Mães com crianças com doenças raras entraram na luta. Desde o início, brigam com os dragões que enxergam seus filhos e filhas como números, registros ou problemas. Para elas, essas crianças, bênçãos infinitas, motivo de vida, são vidas. Simplesmente porque são mesmo. Vidas que valem a luta. E as mães deste livro fizeram da luta a própria vida. E nunca lutaram apenas pelas suas, mas por todas as crianças com doenças raras.
No meio do meu caminho, eu as encontrei — Regina Próspero, Luana Ribeiro, Jô Nunes, Karolina Cordeiro, Linda Franco, Rosana Martinez e Fátima Braga, as mães bordadeiras de esperança, junto com a autora desse livro maravilhoso — e nossos caminhos se acolheram para lutar por todas as vidas com doenças raras. Nossas vidas com doenças raras, nossos bordados de amor, nossas esperanças de dias melhores.

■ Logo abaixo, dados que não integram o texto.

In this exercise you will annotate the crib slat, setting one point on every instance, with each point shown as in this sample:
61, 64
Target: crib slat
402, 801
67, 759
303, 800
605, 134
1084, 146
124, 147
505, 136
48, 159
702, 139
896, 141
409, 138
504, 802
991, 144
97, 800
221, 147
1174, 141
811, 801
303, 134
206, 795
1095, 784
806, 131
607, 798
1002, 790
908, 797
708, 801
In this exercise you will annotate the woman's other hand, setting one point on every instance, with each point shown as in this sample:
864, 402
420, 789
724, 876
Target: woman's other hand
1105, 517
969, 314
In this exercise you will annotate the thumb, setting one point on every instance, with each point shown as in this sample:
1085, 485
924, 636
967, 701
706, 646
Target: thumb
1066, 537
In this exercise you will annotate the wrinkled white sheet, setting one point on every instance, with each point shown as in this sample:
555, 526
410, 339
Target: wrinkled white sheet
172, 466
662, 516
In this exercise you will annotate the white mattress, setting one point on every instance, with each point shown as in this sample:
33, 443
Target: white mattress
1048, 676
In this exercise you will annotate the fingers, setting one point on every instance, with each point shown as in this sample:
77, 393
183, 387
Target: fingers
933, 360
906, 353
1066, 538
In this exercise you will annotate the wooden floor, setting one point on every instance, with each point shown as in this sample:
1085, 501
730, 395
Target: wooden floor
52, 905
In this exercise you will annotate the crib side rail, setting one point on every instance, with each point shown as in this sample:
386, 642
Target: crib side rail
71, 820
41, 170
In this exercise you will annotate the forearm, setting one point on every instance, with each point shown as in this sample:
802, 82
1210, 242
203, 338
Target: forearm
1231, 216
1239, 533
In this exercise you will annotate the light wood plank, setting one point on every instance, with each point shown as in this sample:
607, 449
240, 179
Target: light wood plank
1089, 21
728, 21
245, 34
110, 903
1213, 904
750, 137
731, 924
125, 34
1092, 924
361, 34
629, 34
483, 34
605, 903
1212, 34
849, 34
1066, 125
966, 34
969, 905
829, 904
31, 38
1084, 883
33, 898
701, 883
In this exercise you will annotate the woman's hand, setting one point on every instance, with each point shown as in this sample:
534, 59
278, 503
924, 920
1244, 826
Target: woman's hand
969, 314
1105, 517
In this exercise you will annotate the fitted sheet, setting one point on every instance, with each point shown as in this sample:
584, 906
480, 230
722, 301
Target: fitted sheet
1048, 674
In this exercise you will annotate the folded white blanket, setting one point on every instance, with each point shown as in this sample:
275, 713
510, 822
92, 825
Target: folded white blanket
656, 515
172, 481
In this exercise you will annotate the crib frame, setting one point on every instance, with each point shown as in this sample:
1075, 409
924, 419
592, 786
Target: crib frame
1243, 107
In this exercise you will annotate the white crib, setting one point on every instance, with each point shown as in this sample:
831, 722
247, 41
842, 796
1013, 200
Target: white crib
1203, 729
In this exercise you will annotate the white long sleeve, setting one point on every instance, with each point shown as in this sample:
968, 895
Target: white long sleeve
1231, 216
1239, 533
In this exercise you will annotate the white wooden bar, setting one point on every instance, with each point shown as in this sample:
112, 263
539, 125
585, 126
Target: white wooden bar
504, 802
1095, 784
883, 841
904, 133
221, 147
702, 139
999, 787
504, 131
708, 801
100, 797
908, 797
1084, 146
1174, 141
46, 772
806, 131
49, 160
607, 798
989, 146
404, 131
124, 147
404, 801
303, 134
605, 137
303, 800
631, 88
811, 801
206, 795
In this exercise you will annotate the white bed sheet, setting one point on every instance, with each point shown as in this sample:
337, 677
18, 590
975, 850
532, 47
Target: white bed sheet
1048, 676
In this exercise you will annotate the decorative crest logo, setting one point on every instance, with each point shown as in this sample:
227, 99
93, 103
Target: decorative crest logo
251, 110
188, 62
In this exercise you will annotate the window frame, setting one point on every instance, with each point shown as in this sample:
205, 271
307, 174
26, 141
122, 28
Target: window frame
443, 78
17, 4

Você tem em mãos histórias de chorar, de rir, de emocionar. Abra seu coração. Permita que essas sete mães bordem sua alma também, para que depois de tudo essas histórias lembrem que você é humano — esse é o mais importante dos dons.
Afinal, as mães existem para nos lembrar de nossa humanidade. O amor delas persiste para nos lembrar da eternidade. O presente livro é um dom de humanidade e eternidade. Se você permitir, ele lembrará a você o caminho original, aquele de que todos precisamos.
Receba este livro como uma colcha bordada, que traga reconhecimento de si mesmo e acolhimento a seu coração, sempre.
Ótima leitura."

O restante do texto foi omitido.